When the ancient Greeks imagined the "Nectar of the Gods," they probably didn’t have olive oil in mind. But as the centuries passed and science succeeded myth, olives have proven themselves to be fruitful in the promotion of overall health and wellness.
Olives are credited with everything from reducing inflammation and balancing blood sugar to improving heart health, lowering cancer risk, and supporting brain health and cognitive function. With all these built-in benefits, olive oil may be the true nectar of the gods.
Just ask Athena Philis-Tsimikas, MD, medical director of the Scripps Whittier Diabetes Institute and Scripps Clinic endocrinologist. She has roots in Plataria, a village on the northwestern coast of Greece, and has embraced the harvest of her ancestry. Together with her husband, a cardiologist, she’s taken up a unique hobby growing and cultivating olives on her rural property in San Diego’s North County.
The health-conscious couple’s interest in olive oil production stems from their mutual interest in fighting heart disease and diabetes, their collaborative work in a lipid lab, and their shared Greek heritage.
“One year, we went back to our hometown in Greece, where there are tons of olive trees,” Dr. Philis-Tsimikas says. “We conducted a blood study of 30 to 40 people in our community and found that their consumption of olive oil did indeed protect their LDL – 'bad' cholesterol – from oxidation. That’s what started our interest in olive oil: It had health benefits related to both of the medical specialties we practiced.”
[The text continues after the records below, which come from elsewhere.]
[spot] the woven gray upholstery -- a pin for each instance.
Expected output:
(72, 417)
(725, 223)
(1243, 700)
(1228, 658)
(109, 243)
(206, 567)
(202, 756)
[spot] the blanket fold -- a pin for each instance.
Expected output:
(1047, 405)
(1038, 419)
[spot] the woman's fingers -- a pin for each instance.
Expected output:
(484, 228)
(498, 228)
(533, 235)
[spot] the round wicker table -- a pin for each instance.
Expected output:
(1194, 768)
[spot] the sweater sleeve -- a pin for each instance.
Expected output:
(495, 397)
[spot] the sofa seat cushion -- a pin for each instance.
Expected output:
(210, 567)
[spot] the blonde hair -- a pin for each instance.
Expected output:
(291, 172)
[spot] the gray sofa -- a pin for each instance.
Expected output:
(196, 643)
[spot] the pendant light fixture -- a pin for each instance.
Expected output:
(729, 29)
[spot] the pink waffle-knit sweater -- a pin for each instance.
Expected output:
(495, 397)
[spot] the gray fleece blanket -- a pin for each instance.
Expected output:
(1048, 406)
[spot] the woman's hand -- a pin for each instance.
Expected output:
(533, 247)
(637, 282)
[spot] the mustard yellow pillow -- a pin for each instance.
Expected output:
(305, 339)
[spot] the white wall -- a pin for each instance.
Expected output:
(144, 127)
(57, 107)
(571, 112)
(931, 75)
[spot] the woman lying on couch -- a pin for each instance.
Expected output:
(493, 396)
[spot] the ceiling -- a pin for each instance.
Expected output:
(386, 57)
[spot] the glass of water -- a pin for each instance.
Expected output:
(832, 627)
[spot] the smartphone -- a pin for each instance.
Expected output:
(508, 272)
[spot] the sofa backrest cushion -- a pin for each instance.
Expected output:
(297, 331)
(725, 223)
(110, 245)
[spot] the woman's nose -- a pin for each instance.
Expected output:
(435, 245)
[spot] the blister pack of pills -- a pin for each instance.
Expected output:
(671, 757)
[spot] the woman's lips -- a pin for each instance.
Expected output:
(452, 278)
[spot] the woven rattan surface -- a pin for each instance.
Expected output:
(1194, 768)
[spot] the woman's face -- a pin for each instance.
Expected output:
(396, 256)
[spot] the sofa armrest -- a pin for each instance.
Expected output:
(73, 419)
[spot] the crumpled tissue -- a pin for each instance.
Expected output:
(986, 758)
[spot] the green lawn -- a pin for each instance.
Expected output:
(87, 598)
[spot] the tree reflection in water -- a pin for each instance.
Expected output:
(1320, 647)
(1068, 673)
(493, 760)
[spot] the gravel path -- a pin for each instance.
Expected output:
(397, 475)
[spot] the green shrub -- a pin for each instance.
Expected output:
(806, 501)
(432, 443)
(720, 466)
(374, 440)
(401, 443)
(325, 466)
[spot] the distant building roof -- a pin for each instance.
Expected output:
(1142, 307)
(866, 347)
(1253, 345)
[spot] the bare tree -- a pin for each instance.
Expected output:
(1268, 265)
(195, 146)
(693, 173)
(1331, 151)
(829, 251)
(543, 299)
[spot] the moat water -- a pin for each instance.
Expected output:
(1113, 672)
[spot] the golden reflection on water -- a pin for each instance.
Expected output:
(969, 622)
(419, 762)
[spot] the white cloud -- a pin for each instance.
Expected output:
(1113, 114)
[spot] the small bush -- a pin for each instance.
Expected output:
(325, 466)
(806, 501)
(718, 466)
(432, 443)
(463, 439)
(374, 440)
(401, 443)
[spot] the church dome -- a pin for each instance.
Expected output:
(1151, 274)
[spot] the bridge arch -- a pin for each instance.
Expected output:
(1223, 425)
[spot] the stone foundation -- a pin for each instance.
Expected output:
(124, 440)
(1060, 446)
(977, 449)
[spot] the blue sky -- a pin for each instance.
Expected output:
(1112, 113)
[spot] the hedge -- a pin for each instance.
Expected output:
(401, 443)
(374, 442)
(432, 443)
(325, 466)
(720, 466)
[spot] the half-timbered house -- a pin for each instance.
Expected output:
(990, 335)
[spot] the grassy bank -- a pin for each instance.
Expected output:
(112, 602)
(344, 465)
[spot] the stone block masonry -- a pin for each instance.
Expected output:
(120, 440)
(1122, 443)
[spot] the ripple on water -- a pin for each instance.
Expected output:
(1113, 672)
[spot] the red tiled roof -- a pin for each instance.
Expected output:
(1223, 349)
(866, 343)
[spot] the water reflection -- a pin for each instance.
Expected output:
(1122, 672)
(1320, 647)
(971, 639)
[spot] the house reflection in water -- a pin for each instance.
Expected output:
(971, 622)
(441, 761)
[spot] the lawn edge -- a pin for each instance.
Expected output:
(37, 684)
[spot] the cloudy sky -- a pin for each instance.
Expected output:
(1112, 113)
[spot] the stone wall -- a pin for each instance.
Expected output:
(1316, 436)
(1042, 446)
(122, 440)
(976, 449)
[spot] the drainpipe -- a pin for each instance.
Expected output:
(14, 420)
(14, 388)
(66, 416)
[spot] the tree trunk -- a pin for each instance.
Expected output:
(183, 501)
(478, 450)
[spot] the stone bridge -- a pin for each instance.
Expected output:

Through the years, Dr. Philis-Tsimikas has continued to help her family pick olives in Greece and take them to the press in her hometown.
“It’s like liquid gold,” she says. “My parents are 84 and 93 and they pick olives like people in their 60s. They are active and healthy, and their trees provide olive oil all year for them and their neighbors.”
She has seen so many health benefits that she’s excited to reap the rewards from her small harvest.
“I love to cook, and I use olive oil in everything I cook,” Dr. Philis-Tsimikas says, adding that while the olives on her property are not the same as those from her homeland, California is the perfect environment to grow the fruit — and she can’t wait to see the results.